In 1993, Congress nearly unanimously voted (97-3 in the U.S. Senate and agreed by voice vote in the House) to overturn Smith when it passed the Religious Freedom Restoration Act (RFRA) but the Supreme Court soon ruled in Boerne v. Flores that Congress had acted in excess of its powers by meddling with state laws, and RFRA was limited to actions of the federal government. Even so any free exercise of religion rights that Americans had at the state level were subject to the “rational basis test.”
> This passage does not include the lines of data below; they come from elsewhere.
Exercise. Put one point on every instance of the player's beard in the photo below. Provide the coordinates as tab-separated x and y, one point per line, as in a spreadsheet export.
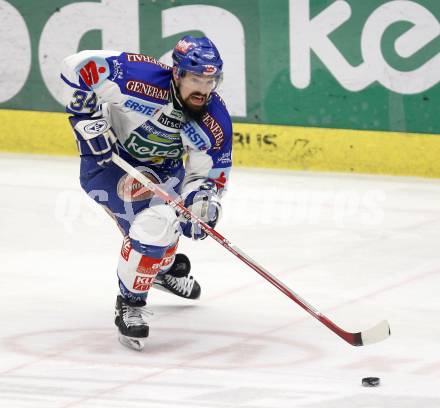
195	111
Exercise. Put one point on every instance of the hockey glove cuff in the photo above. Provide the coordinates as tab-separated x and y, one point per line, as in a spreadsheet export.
205	204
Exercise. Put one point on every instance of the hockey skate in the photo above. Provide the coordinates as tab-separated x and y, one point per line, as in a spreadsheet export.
177	280
129	319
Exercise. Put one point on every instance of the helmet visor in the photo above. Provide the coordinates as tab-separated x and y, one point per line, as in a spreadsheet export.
202	83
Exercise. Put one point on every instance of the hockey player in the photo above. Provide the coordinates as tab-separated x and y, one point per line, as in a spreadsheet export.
151	115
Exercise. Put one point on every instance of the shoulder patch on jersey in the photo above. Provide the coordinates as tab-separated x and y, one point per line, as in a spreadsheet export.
147	89
146	59
93	71
215	129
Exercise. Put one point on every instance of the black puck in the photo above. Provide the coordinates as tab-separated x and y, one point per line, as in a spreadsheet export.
370	381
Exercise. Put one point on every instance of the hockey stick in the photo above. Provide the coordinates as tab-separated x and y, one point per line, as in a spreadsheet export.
373	335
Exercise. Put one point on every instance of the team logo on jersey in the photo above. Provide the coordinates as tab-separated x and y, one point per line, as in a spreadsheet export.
215	129
96	128
131	190
90	73
117	70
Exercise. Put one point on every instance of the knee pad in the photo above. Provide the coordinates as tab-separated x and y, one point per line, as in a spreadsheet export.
156	226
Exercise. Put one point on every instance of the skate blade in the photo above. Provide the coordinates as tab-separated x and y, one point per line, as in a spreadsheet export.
132	342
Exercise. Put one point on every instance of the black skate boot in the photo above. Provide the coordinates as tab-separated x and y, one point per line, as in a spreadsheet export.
177	280
129	318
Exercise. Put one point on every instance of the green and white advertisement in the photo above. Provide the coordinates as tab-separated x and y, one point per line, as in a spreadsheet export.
303	79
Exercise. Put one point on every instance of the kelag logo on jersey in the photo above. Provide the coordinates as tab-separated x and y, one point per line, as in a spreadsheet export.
146	145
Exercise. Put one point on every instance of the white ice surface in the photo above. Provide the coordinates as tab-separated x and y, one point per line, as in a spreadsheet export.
358	248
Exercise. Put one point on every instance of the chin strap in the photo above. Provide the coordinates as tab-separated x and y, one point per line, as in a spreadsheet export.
175	97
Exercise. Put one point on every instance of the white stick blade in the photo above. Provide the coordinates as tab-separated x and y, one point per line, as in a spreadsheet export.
377	333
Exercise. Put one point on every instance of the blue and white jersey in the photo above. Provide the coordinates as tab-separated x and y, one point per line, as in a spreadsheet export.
132	91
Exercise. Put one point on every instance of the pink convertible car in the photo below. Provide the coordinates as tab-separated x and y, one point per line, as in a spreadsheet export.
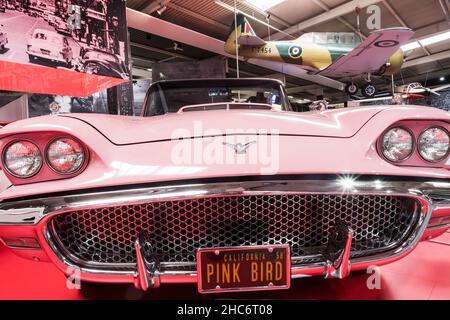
219	183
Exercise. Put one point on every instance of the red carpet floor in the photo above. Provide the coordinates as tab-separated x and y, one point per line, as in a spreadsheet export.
421	275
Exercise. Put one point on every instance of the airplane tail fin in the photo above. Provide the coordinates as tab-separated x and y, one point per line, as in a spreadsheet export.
244	33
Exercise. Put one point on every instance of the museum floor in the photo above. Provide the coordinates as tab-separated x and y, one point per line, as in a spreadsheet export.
421	275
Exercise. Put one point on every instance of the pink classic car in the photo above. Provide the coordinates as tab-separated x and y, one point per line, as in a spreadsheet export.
219	183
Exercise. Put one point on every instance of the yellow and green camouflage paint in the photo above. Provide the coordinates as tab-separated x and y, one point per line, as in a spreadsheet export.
310	56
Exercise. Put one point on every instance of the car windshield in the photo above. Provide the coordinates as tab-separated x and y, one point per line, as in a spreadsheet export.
169	96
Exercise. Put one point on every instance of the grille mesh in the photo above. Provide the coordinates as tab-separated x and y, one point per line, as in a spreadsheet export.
179	228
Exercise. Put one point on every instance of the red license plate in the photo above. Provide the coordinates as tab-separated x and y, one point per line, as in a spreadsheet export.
244	268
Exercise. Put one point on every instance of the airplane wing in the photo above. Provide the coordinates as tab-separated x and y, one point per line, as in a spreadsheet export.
250	40
370	55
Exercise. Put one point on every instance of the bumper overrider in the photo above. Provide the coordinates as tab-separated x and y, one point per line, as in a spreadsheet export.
148	235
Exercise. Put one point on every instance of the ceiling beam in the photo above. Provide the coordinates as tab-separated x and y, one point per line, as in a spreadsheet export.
342	20
198	16
265	13
154	6
161	51
326	16
444	7
402	22
165	29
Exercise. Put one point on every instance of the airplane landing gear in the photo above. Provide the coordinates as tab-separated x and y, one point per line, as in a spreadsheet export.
351	89
369	90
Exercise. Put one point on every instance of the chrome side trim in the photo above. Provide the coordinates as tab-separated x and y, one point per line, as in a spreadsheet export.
57	205
21	216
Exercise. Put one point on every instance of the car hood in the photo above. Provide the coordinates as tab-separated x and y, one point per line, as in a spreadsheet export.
122	130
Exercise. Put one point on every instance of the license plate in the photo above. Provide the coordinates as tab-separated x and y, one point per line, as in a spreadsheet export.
243	268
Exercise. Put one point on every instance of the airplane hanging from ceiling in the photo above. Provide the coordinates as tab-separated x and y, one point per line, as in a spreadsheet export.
339	55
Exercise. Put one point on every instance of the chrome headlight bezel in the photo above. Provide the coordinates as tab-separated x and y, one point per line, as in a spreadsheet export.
419	150
413	144
9	171
68	173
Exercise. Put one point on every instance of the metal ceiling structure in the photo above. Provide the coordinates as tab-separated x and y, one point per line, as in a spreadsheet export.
203	25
This year, the House of Representatives introduced H.R. 5, the Equality Act, which is designed to add sexual orientation and gender identity to the list of protected groups in addition to protections based on factors such as race, religion or national origin. While this may be an admirable goal there is no protection for those who might have religious objections to accommodations because H.R. 5 specifically includes language that RFRA may not be used as a defense.
Because of Smith, the free exercise of religion under the First Amendment is extremely weak, and without a major legal overhaul, free exercise rights could disappear altogether. There are some who believe that faith belongs within the walls of a church or between the ears of the faithful, but that faith must be set aside in the secular marketplace if it is a reason to avoid doing things that the law has a “rational basis” to require. In other words, if your faith requires you to act in violation of any “neutral, generally applicable law,” there is no accommodation for you—no exceptions.
This isn’t just about wedding cakes. It can impact holy day observance, religious garb requirements, travel requirements, or any number of other components of faith. The Smith case involved a religious minority—a group of Native Americans who used peyote as part of religious ritual—but it strikes against all who take their faith seriously.
In a recent article on the Oregon cake case, I briefly described one legal “workaround” known as a “hybrid-rights” approach which attempts to strengthen the free exercise of religion by attaching it to a right with more protection, such as free speech. But this approach itself is a tacit acknowledgment that free exercise of religion is gradually slipping away from the Bill of Rights.
Free exercise rights, which are only protected under Federal law via the Religious Freedom Restoration Act are hanging by an ever-weakening legislative thread and have no sure constitutional foundation. It is time for the Court to revisit Smith and ensure that free exercise of religion is once again supported as a primary right.